In vivo, treatment with 13-methyl Myristic Acid (70mg/kg/day) significantly inhibited tumor growth in BALB/C nude mice subcutaneously injected with Jurkat lymphoma cells after 30 days of treatment and in those injected with EL4 cells after 15 days[2].
References:
[1] Lin T, Yin X, Cai Q, et al. 13-Methyltetradecanoic acid induces mitochondrial-mediated apoptosis in human bladder cancer cells. Urol Oncol. 2012;30(3):339-345.
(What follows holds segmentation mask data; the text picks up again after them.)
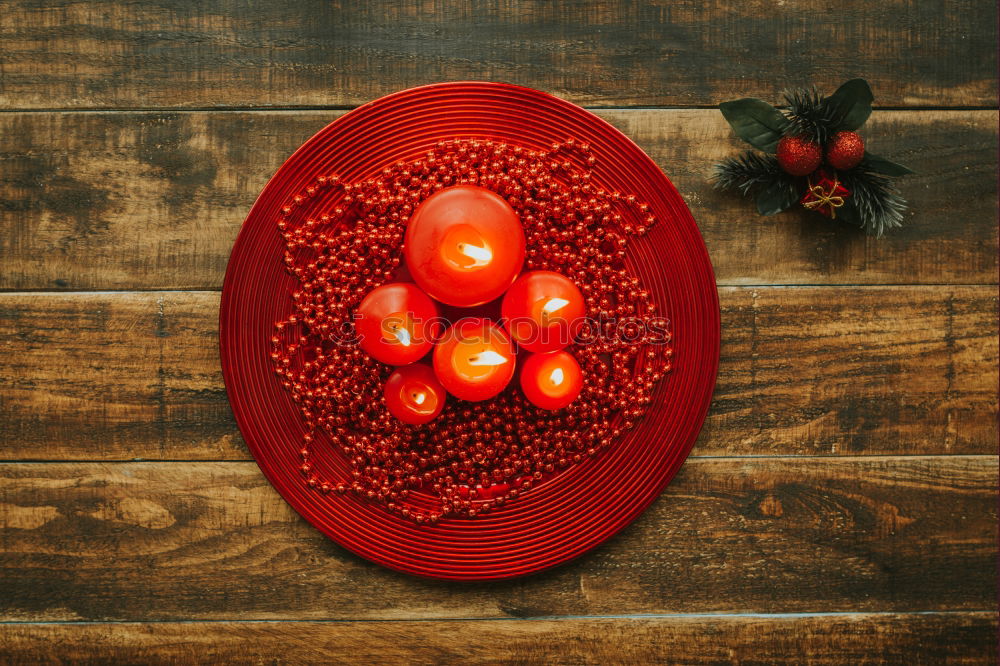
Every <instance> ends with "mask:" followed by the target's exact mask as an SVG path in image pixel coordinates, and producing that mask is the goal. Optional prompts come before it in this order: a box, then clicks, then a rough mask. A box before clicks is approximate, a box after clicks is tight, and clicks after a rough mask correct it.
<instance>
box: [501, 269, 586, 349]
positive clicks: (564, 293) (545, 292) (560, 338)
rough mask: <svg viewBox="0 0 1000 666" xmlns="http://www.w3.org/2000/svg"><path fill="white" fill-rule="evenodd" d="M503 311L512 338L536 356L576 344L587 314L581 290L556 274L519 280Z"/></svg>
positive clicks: (506, 322)
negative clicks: (583, 321)
mask: <svg viewBox="0 0 1000 666" xmlns="http://www.w3.org/2000/svg"><path fill="white" fill-rule="evenodd" d="M500 309H501V313H502V315H503V319H504V325H505V326H506V327H507V330H508V331H510V334H511V336H512V337H513V338H514V340H515V341H516V342H517V344H518V345H519V346H521V347H524V348H525V349H527V350H528V351H532V352H547V351H555V350H557V349H562V348H563V347H565V346H566V345H568V344H570V343H571V342H573V337H574V336H575V335H576V332H577V329H578V328H579V327H580V324H581V323H582V321H583V317H584V315H585V314H586V308H585V306H584V301H583V294H581V293H580V290H579V289H577V288H576V285H575V284H573V283H572V282H571V281H570V280H569V278H566V277H564V276H562V275H560V274H559V273H553V272H552V271H531V272H530V273H525V274H524V275H522V276H521V277H519V278H517V280H515V281H514V284H513V285H511V287H510V289H508V290H507V293H506V294H505V295H504V297H503V303H502V305H501V308H500Z"/></svg>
[2] Cai Q, Huang H, Qian D, et al. 13-methyltetradecanoic acid exhibits anti-tumor activity on T-cell lymphomas in vitro and in vivo by down-regulating p-AKT and activating caspase-3. PLoS One. 2013;8(6):e65308.
13-methyl Myristic Acid(13-MTD)是一种从大豆发酵产物中提纯的饱和支链脂肪酸。13-methyl Myristic Acid能诱导多种人类癌细胞凋亡,包括白血病K562、乳腺癌MCF7、前列腺癌DU145、小细胞肺癌H1688、胰腺腺癌BxPC3、肝癌SNU-423、胃癌NCI-SNU-1以及结肠癌HCT116。13-methyl Myristic Acid具有作为广谱高性能且低副作用的抗肿瘤药物的潜力[1]。
体外实验中,13-methyl Myristic Acid处理48h后,在T-NHL细胞系(Jurkat,Hut78和EL4)中的IC₅₀值分别为25.74±3.50μg/mL,31.29±2.27μg/mL和31.53±5.18μg/mL[2]。13-methyl Myristic Acid(35-140μg/mL)处理人膀胱癌细胞(T24、5637 和 UM-UC-3)可剂量依赖性抑制细胞增殖,并使细胞活力在处理12h后下降约10%-85%,在处理24h后下降约25%-97%。70μg/mL 13-methyl Myristic Acid在2-48h内以时间依赖方式诱导膀胱癌细胞系发生凋亡,其特征表现为Bcl-2表达下调、Bax表达上调、AKT磷酸化水平降低,以及p38和JNK磷酸化激活[1]。
体内实验中,以70mg/kg/d的剂量给予13-methyl Myristic Acid治疗,在皮下接种Jurkat 淋巴瘤细胞的BALB/C裸鼠中,经30天处理显著抑制肿瘤生长;在接种EL4细胞的小鼠中,经15天处理亦显著抑制肿瘤生长[2]。